Lula, one might say, washed the souls of everyone who suffered intensely from the abuses that have taken place since 2016. Not only that. Lula brought people, solidarity, tolerance, love and the effectiveness of social and human rights back to the center of the concerns of the State, even going so far as to advocate, at the labor level, the need to promote a “new legislation”, which constitutes an enormous accuracy of his speeches.

What was seen on the afternoon of the first day of 2023 was a renewed, inspired, emotional, committed Lula who certainly proved to be very well supported by an extremely competent team committed to the essential causes for Brazil and for the vast majority of the Brazilian people – repeatedly mentioned by the President.

But what results from the President's speech, in addition to enormous satisfaction and deep emotion, is a great responsibility, after all, Lula and his government will not be able to promote everything they intend to do without the necessary popular and institutional support.

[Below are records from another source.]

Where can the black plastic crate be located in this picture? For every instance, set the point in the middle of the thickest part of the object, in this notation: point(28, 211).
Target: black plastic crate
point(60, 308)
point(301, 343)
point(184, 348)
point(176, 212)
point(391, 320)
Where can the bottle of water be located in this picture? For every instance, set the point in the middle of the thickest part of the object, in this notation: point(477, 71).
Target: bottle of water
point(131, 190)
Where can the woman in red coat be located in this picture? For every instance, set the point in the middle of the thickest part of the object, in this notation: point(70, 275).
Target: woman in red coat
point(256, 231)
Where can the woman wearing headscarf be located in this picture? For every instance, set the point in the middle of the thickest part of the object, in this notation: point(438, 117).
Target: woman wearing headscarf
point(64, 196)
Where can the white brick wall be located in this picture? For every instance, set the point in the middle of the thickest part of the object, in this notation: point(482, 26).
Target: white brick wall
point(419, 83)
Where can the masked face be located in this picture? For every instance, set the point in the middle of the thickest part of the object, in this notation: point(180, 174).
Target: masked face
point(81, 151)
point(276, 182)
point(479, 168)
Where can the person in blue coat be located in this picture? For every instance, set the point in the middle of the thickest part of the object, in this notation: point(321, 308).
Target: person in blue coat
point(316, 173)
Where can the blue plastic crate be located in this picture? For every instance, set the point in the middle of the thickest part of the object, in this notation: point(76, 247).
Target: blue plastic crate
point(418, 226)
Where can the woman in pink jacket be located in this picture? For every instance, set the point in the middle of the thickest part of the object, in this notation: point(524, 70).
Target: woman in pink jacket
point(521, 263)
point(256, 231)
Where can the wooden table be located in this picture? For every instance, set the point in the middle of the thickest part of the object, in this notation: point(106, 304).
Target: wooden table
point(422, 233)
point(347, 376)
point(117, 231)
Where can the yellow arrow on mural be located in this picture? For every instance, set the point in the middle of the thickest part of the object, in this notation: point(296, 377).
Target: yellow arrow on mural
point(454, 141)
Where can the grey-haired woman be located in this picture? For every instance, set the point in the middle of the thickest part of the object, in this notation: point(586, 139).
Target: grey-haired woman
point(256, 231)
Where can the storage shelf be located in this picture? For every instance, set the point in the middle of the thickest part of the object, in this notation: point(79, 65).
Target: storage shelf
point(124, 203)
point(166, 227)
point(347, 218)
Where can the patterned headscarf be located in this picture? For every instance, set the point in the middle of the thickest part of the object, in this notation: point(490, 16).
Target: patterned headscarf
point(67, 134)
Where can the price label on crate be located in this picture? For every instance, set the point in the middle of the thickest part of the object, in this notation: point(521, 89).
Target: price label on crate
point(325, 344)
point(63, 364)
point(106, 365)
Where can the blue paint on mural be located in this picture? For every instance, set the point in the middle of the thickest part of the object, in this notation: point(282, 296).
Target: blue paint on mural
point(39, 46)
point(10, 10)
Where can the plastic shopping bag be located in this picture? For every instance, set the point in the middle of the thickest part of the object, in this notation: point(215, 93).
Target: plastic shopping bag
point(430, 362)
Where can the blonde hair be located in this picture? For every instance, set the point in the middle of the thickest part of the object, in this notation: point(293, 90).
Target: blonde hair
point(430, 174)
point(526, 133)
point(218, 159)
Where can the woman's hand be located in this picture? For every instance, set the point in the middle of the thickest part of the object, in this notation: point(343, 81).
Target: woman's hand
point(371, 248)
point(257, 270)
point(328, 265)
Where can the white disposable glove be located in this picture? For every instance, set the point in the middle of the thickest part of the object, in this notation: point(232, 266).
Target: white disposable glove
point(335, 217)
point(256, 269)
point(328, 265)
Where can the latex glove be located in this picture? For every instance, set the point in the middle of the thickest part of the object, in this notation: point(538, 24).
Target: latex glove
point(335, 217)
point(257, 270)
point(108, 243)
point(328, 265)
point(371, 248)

When I started to write this text, on Sunday morning, I sought, pretentiously, to bring some demand or observation to the new President. In the end, after listening to his speeches, the purpose of this letter was completely transformed and became that of acknowledging the receipt of messages sent by the President, certainly supported by members of his government.

In line with what Lula advocated, it is essential to establish a “mutirão against inequality” and that “the joy of today is the raw material of the fights in the morning”, because, certainly, there were those who benefited in the period of dismantling and these “power holders” will not give up their privileges very easily.

In the letter sent in 2002, I spoke of the need for all Brazilian citizens to assume the responsibility of being the co-authors of the “spectacle of building change in this country”. Twenty years later, in 2023, as highlighted by President Lula, we are back to the same challenges. In these conditions, I reiterate that I will be in the same trench, giving effect to social rights and supporting all forces that move in this direction.

From what is extracted from the opening lines, yes, we will live good and new times! Thank you very much, Lula government, for renewing our hope and revitalizing our strength and our energy!

*Jorge Luiz Souto Maior is a professor of labor law at the USP Law School and president of the American Association of Jurists – AAJ-Rama Brasil. Author, among other books, of Moral damage in employment relationships (Studio editors).